Kegalauan akan keadilan di negeri ini memuncak atas fenomena runtuhnya langit keadilan yang disangga aparat penegak hukum dan lembaga yudikatif. Masih inget gak, sama kasus Nenek Asyani pencuri kayu jati pada tahun 2015 lalu? Atau kasus bocah AAL (15 thn) pencuri sendal jepit yang terancam 5 (lima) tahun penjara?
Kedua kasus ini menjadi bukti kesekian, menambah daftar sengkarut keadilan dalam penegakan hukum di Indonesia. Kasus Djoko candra, Pinangki, Nenek Asyani, dan AAL memperlihatkan penegakan hukum yang asimetris.
Miris karna hukum dengan mudahnya dipermainkan oleh mereka yang punya segala. Bak ucapan Rocky Gerung, “Buat orang miskin, hidup adalah tragedi. Buat yang berkuasa, hidup adalah komedi. Karena mereka bisa mempermainkan apa saja.”
BACA JUGA: MARAKNYA KASUS PELECEHAN SEKSUAL DI LINGKUNGAN PENDIDIKAN, BAGAIMANA HUKUM MENJERAT PELAKU?
Kalau kata Mbak Najwa, “Keadilan jadi barang sukar, ketika hukum hanya tegak pada yang bayar. Terkadang yang berjuang tidak mendapatkan apapun sedangkan yang biasa saja mendapatkan banyak.” Hidup kadang sekocak itu, hahaha.
Sebenarnya, apakah hukum kita benar-benar seburuk itu? Siapa yang salah?
Ini gak melulu tentang aturan, namun menurutku ada yang salah dengan mentalitas penegak hukum dalam ranah implementasinya. Cocoklah dengan pendapat-pendapat ahli hukum yang pernah aku baca. Prof.

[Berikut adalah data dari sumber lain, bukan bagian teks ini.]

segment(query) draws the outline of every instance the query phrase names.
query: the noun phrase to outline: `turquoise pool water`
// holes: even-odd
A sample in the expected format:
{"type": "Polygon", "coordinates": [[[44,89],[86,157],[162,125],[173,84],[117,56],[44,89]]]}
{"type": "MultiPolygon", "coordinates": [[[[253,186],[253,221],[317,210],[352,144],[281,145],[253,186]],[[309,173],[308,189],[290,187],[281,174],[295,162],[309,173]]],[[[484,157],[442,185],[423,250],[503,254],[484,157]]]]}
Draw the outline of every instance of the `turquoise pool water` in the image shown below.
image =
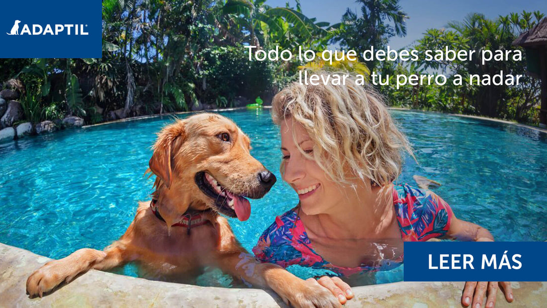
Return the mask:
{"type": "MultiPolygon", "coordinates": [[[[248,135],[252,154],[281,179],[280,136],[269,111],[220,113],[248,135]]],[[[434,191],[456,215],[488,229],[496,240],[547,240],[546,134],[438,113],[392,113],[419,163],[408,158],[399,181],[414,184],[412,176],[420,175],[441,183],[434,191]]],[[[0,242],[60,258],[117,240],[133,219],[137,202],[152,191],[152,181],[143,177],[150,146],[155,133],[171,121],[114,123],[0,144],[0,242]]],[[[278,181],[265,197],[251,201],[249,220],[230,223],[250,251],[274,216],[297,202],[296,193],[278,181]]],[[[377,278],[402,280],[402,268],[377,278]]]]}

Soerjono Soekanto pernah berkata, “Bahwa faktor penegak hukum tak kalah penting dalam menentukan tegaknya hukum.”
Hal senada juga pernah diungkapan Prof. Roscoe Pound bahwa, “Kualitas keadilan lebih bergantung pada kualitas (orang-orang) yang menyelenggarakan hukum daripada isi hukum yang mereka kelola.”
Prof. Taverne juga mengatakan, “Berikan kepada saya jaksa dan hakim yang baik, maka dengan peraturan yang buruk sekalipun saya bisa membuat putusan yang baik.”
Memang gak semua aparat penegak hukum jelek kelakuannya. Yaaa, anggap ajalah aparat yang berlaku buruk itu sebagai ‘oknum’ yang merusak citra institusi dan juga hukum di Indonesia.
Salah satu konsep hukum, sebagai kontrol sosial (law as a tool of social control) harapannya bukan hanya kuat di hadapan yang lemah dan tunduk di hadapan yang kuat. Sehingga asas equality before the law bukan hanya isapan jempol belaka dan hukum berfungsi semestinya. Serta tajamnya pedang hukum tidak hanya menghunus rakyat kecil.